C:\Program Files (x86)\Trusteer\Rapport\bin\x64\RapportAegle64.sys
C:\Program Files (x86)\Trusteer\Rapport\bin\x64\RapportEI64.sys
C:\Program Files (x86)\Trusteer\Rapport\bin\x64\RapportHades64.sys
C:\Program Files (x86)\Trusteer\Rapport\bin\x64\RapportKE64.sys
C:\Program Files (x86)\Trusteer\Rapport\bin\x64\RapportPG64.sys
C:\Program Files (x86)\Trusteer\Rapport\bin\RapportMgmtService.exe
C:\Program Files (x86)\Trusteer\Rapport\bin\RapportService.exe
C:\Program Files\Trusteer\Rapport\bin\RapportAegle.sys
C:\Program Files\Trusteer\Rapport\bin\RapportEI.sys
C:\Program Files\Trusteer\Rapport\bin\RapportPG.sys
C:\Program Files\Trusteer\Rapport\bin\RapportMgmtService.exe
C:\Program Files\Trusteer\Rapport\bin\RapportService.exe
C:\Program Files\AVAST Software\Avast\AvastUI.exe
C:\Program Files\AVAST Software\Avast\AvLaunch.exe
C:\Program Files\AVAST Software\Avast\AvEmUpdate.exe
C:\Program Files\AVG\Antivirus\AvEmUpdate.exe
C:\Program Files\AVG\Antivirus\AVGUI.exe
C:\Program Files\AVG\Antivirus\AvLaunch.exe

• Autumn Aperture [2] looks for running processes and service names of certain AV products:

Processes:
Mbam.exe
Mbamservice.exe
Mcshield.exe

Services:
Mbam
Mbamservice
Windefend
Mcshield

• This [3] malware loader seems to use window name checks to look for Emsisoft anti-malware software
• Some versions of Ursnif [4] check the registry to determine if Phishwall is installed
• Some malware checks for loaded modules associated with certain AV products [5] (there's currently a al-khaser check for the VM / sandbox related ones in that list)

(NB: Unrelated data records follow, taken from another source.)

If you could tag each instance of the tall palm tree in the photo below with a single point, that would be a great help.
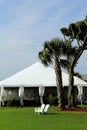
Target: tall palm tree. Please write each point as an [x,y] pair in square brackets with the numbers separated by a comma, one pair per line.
[51,53]
[77,32]
[70,53]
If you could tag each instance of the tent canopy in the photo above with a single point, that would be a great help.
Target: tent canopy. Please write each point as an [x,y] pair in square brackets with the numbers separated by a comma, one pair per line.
[38,75]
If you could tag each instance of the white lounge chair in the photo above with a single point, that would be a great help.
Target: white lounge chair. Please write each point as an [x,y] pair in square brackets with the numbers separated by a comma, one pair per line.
[40,110]
[46,108]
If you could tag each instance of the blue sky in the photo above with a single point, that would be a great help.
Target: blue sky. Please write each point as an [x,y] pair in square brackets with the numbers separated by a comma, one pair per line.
[26,24]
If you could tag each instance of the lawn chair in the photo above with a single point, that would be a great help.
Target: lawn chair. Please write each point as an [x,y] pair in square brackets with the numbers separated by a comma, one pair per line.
[46,109]
[40,110]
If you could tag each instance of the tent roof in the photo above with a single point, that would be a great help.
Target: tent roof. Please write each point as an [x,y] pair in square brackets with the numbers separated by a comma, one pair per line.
[37,75]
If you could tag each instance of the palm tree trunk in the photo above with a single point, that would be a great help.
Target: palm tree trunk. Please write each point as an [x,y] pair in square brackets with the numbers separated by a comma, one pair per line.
[59,84]
[71,93]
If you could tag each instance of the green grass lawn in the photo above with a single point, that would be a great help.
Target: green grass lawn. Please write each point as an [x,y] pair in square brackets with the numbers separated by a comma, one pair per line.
[25,119]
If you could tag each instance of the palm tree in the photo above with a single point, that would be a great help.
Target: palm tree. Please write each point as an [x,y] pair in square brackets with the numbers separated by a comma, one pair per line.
[51,53]
[77,33]
[69,53]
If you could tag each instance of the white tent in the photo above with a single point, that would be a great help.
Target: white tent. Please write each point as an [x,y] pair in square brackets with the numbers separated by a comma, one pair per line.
[38,75]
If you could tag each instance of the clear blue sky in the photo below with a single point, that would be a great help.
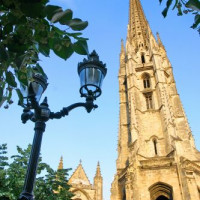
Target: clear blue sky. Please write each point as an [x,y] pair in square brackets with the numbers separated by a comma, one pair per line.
[93,137]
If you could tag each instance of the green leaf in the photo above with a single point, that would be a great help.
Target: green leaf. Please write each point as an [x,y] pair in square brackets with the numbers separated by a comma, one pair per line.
[193,4]
[169,2]
[197,21]
[62,17]
[51,10]
[164,12]
[3,54]
[175,5]
[1,94]
[40,70]
[21,98]
[10,79]
[66,17]
[7,29]
[81,47]
[57,30]
[22,77]
[77,24]
[44,49]
[62,51]
[33,10]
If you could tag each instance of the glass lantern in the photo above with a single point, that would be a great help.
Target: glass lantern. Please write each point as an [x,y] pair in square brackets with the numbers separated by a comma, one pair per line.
[92,72]
[35,88]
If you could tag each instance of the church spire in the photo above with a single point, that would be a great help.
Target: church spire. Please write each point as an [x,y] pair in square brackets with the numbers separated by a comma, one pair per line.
[159,41]
[138,25]
[60,166]
[98,170]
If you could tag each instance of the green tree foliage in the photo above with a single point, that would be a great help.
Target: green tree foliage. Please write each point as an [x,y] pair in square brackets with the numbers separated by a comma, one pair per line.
[185,7]
[52,186]
[29,28]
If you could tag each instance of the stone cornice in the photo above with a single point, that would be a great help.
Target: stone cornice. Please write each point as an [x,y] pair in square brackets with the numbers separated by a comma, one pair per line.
[144,68]
[157,162]
[190,165]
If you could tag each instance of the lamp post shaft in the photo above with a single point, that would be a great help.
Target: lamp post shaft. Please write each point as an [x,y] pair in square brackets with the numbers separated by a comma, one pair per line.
[27,193]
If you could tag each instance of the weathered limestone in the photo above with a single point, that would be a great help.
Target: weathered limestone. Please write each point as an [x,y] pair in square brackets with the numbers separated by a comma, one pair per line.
[157,158]
[81,186]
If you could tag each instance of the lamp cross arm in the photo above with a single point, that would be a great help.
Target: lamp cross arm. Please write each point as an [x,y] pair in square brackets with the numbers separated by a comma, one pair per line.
[89,105]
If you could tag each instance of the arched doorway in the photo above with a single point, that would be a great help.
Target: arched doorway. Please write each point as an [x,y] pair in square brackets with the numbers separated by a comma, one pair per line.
[161,191]
[162,198]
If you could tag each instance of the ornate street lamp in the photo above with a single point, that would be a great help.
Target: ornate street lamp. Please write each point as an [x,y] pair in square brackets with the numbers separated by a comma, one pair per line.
[92,72]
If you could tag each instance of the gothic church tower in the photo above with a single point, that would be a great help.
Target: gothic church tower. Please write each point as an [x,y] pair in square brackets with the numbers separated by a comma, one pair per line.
[157,158]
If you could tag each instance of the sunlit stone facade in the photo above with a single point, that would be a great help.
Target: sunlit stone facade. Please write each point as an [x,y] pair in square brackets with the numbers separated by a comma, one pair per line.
[81,186]
[157,158]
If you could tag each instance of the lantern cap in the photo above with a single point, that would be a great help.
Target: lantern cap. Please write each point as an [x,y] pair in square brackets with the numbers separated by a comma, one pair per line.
[40,79]
[93,61]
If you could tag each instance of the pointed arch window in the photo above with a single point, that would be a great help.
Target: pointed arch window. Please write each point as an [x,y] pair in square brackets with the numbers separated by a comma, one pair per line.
[155,146]
[149,102]
[124,194]
[146,81]
[142,58]
[161,191]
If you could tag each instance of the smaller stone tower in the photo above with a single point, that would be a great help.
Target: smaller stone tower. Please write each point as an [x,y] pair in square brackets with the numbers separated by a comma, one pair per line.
[81,186]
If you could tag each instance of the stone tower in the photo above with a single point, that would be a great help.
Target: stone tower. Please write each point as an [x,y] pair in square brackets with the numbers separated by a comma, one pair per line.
[157,158]
[81,186]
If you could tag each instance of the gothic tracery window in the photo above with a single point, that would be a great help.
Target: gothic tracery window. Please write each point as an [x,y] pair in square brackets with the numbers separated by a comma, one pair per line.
[161,191]
[146,81]
[149,102]
[155,146]
[142,57]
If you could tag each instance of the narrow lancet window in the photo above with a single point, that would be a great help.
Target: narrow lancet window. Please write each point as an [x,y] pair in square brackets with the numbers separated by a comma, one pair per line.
[149,102]
[143,58]
[155,146]
[146,81]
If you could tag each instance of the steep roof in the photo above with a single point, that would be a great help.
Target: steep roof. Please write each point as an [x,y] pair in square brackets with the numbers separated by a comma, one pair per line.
[79,176]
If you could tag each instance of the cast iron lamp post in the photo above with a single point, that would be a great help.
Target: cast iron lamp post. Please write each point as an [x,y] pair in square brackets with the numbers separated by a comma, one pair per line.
[92,72]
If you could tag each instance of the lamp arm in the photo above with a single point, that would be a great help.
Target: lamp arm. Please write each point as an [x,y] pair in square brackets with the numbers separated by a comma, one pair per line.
[89,105]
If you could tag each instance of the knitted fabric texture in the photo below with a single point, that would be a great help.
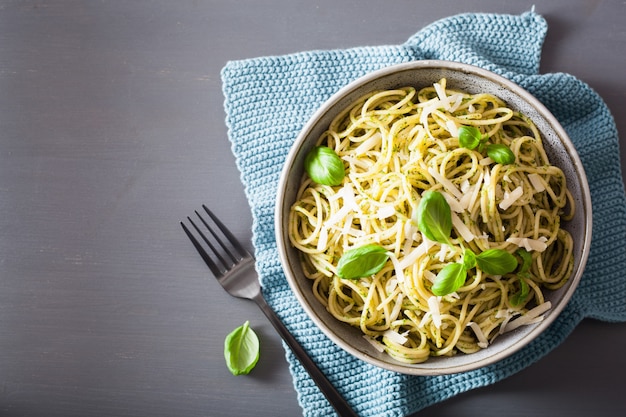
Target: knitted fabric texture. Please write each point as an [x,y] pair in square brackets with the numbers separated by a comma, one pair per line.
[269,99]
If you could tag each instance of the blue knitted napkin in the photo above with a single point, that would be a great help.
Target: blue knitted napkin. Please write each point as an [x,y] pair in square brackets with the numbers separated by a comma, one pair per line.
[269,99]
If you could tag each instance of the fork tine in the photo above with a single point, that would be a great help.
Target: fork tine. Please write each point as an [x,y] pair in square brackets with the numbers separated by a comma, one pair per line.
[241,251]
[203,253]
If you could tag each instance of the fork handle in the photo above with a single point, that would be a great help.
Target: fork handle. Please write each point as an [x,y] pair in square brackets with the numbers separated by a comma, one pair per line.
[335,399]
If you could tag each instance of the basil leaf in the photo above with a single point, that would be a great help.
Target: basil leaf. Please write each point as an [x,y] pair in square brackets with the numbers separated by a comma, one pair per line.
[500,153]
[434,218]
[521,295]
[469,137]
[324,166]
[449,279]
[496,262]
[241,350]
[469,259]
[362,261]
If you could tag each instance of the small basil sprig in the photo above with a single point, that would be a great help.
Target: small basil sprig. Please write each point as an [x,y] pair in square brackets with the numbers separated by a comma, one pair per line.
[492,261]
[324,166]
[471,138]
[362,261]
[523,273]
[241,350]
[434,217]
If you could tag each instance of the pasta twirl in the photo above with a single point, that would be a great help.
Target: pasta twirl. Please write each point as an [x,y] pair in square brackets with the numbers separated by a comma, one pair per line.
[395,145]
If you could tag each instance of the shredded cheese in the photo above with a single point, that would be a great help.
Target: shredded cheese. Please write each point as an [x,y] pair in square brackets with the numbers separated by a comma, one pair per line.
[510,198]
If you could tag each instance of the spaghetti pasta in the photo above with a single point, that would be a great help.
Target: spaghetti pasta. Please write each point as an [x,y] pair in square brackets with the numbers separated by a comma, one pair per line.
[396,145]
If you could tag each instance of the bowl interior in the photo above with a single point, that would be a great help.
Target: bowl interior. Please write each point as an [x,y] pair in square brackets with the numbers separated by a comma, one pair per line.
[473,80]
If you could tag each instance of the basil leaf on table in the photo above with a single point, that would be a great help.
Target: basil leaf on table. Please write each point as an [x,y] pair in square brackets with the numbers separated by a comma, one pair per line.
[241,350]
[362,261]
[324,166]
[496,262]
[449,279]
[434,218]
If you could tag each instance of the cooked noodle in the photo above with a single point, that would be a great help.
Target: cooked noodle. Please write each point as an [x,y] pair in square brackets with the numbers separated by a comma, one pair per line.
[395,145]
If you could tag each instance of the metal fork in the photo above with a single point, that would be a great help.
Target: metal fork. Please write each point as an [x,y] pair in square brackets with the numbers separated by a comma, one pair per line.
[232,265]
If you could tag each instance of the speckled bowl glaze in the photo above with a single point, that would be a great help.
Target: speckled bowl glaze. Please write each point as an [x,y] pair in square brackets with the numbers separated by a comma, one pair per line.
[468,78]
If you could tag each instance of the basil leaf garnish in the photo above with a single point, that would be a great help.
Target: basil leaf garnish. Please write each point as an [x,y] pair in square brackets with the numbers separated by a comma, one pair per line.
[496,262]
[324,166]
[434,218]
[469,136]
[500,153]
[241,350]
[362,261]
[449,279]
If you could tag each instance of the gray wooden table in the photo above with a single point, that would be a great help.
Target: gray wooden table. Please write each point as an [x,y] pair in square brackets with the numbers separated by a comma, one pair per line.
[112,129]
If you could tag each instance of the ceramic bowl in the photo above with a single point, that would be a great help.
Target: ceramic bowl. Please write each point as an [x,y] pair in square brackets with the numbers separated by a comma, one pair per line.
[473,80]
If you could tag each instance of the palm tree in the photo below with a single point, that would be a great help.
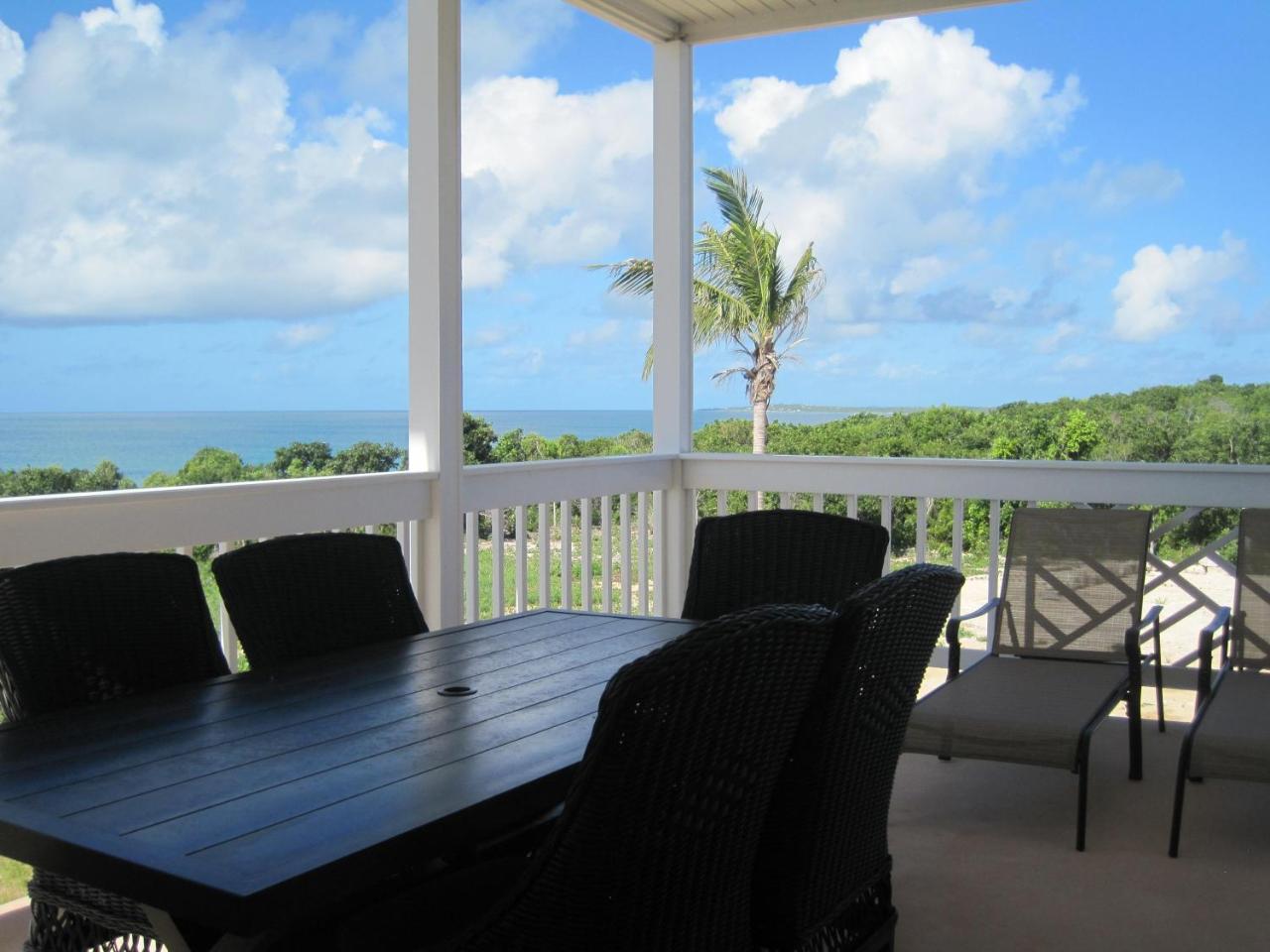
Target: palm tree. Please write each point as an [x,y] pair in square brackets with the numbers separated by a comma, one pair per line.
[742,291]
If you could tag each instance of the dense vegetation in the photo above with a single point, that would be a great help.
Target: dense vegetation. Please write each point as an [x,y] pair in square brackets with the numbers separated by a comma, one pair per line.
[1209,421]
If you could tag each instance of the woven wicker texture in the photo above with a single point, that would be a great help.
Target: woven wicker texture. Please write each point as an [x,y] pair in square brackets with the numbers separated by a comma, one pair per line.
[1021,710]
[91,629]
[299,597]
[822,878]
[656,848]
[1074,581]
[86,630]
[780,556]
[1233,739]
[1251,622]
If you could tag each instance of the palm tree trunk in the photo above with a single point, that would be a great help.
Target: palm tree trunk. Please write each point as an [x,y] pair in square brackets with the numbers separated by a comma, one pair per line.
[758,428]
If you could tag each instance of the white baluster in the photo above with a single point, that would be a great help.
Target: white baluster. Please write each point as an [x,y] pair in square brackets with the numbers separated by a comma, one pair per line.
[606,562]
[625,522]
[922,502]
[584,576]
[544,555]
[522,558]
[885,525]
[567,553]
[472,580]
[495,562]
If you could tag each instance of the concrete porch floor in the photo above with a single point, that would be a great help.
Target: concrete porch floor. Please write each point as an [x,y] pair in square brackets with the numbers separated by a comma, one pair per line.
[984,856]
[985,860]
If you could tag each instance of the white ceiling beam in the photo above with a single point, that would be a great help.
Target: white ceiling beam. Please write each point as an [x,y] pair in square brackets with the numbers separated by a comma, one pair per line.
[834,13]
[634,17]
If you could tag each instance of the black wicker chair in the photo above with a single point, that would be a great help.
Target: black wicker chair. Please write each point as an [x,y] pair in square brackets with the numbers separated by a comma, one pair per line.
[87,630]
[299,597]
[780,556]
[824,876]
[657,843]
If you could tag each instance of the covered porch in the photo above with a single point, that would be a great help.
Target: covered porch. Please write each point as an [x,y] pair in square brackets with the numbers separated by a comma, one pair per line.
[983,852]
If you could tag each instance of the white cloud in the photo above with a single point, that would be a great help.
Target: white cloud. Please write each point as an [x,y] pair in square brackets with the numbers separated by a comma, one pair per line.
[498,37]
[549,177]
[1164,290]
[888,370]
[602,334]
[919,273]
[1075,362]
[144,22]
[1111,186]
[300,335]
[758,105]
[157,177]
[884,164]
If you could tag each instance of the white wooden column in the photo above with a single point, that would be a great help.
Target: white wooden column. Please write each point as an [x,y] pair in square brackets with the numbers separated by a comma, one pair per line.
[436,301]
[672,307]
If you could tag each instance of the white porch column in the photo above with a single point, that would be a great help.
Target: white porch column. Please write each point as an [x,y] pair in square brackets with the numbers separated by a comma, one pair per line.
[672,306]
[436,301]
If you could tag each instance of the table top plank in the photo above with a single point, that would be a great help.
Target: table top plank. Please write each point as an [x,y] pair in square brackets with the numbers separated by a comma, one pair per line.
[90,779]
[221,800]
[308,756]
[222,699]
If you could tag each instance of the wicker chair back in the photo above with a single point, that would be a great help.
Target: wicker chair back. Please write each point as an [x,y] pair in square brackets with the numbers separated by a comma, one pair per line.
[824,874]
[780,556]
[86,630]
[89,629]
[1250,631]
[1074,583]
[656,847]
[298,597]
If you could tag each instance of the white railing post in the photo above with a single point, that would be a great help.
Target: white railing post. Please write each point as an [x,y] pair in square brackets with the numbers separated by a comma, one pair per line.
[436,373]
[672,308]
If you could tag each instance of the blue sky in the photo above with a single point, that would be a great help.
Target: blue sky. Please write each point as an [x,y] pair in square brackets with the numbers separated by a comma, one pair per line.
[202,204]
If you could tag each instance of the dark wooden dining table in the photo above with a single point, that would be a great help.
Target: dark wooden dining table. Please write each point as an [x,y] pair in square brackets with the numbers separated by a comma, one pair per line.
[238,807]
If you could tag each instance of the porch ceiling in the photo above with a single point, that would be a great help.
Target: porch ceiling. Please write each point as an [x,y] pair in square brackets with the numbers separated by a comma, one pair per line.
[710,21]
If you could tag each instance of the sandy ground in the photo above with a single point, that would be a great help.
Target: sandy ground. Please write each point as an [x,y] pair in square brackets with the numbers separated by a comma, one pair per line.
[1183,617]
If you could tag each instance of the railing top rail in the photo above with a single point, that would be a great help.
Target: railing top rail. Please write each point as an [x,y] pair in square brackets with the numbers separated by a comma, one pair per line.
[35,529]
[1062,481]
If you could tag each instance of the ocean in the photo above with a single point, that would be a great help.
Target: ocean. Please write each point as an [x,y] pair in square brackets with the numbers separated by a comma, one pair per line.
[141,443]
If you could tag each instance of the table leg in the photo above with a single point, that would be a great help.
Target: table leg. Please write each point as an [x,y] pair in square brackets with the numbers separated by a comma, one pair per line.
[177,938]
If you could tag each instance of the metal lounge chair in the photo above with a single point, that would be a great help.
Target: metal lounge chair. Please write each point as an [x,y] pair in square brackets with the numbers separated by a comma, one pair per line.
[298,597]
[1229,737]
[657,843]
[84,631]
[780,556]
[824,876]
[1066,649]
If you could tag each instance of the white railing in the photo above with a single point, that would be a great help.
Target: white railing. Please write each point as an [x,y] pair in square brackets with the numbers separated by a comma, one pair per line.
[35,529]
[590,526]
[735,481]
[603,518]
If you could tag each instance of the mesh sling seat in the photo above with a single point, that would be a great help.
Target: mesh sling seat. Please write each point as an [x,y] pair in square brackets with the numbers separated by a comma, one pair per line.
[824,876]
[84,631]
[298,597]
[656,847]
[1229,737]
[1066,649]
[780,556]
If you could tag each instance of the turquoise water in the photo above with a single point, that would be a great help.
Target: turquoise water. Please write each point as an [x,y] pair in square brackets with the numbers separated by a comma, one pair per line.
[143,443]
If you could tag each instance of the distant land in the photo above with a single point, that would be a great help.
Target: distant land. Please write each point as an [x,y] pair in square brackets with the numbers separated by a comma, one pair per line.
[141,443]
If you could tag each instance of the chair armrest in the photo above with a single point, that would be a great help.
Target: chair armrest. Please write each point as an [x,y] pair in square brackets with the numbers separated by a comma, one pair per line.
[953,630]
[1150,624]
[1206,636]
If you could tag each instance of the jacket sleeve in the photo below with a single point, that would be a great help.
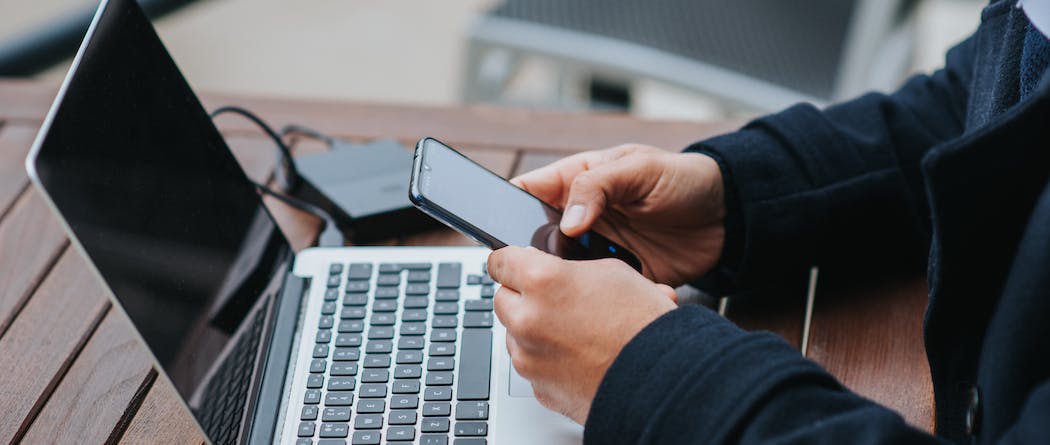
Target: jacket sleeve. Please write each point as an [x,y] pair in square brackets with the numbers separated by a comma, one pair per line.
[841,186]
[693,378]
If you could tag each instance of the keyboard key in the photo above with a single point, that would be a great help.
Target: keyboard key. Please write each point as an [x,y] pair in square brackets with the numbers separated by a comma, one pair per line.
[317,365]
[438,350]
[405,386]
[438,394]
[449,275]
[381,333]
[351,340]
[381,360]
[307,429]
[384,305]
[471,410]
[417,289]
[365,438]
[320,351]
[447,308]
[359,271]
[437,409]
[471,428]
[415,327]
[373,390]
[371,405]
[335,429]
[375,376]
[446,295]
[440,363]
[355,299]
[418,276]
[406,417]
[338,414]
[410,357]
[410,343]
[343,368]
[414,315]
[369,422]
[476,357]
[385,293]
[326,322]
[315,381]
[357,285]
[440,378]
[381,319]
[351,326]
[400,433]
[379,346]
[341,383]
[478,319]
[328,308]
[407,372]
[444,320]
[433,440]
[352,313]
[404,402]
[471,305]
[323,336]
[416,302]
[347,354]
[443,335]
[389,279]
[338,398]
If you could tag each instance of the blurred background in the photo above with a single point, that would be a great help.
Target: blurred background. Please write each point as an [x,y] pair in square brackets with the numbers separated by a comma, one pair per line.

[1] https://www.sentinelone.com/blog/cybercrime-banload-banking-malware-fraud
[2] https://blog.prevailion.com/2019/09/autumn-aperture-report.html
[3] https://twitter.com/VK_Intel/status/1123867031709863937/photo/2
[4] https://www.cybereason.com/blog/new-ursnif-variant-targets-japan-packed-with-new-features
[5] http://www.hexacorn.com/blog/2016/07/01/enter-sandbox-part-12-the-library-of-naughty-libraries/

[hfiref0x]

@recvfrom If you can provide comprehensive list of these artifacts per each AV this can be done.

[recvfrom]

Awesome, I'll start putting these lists together

[gsuberland]

I'm mostly ok with us checking for the existence of anti-malware products, but I'd like to suggest right now that we should never use checks that could interfere with the functionality of those products. Part of the ongoing plan for al-khaser is to make it fit into a CI pipeline environment (I'm working on some of this at the moment) and it'd be bad idea for us to go messing with objects/files that are part of AV in case they mess up production systems.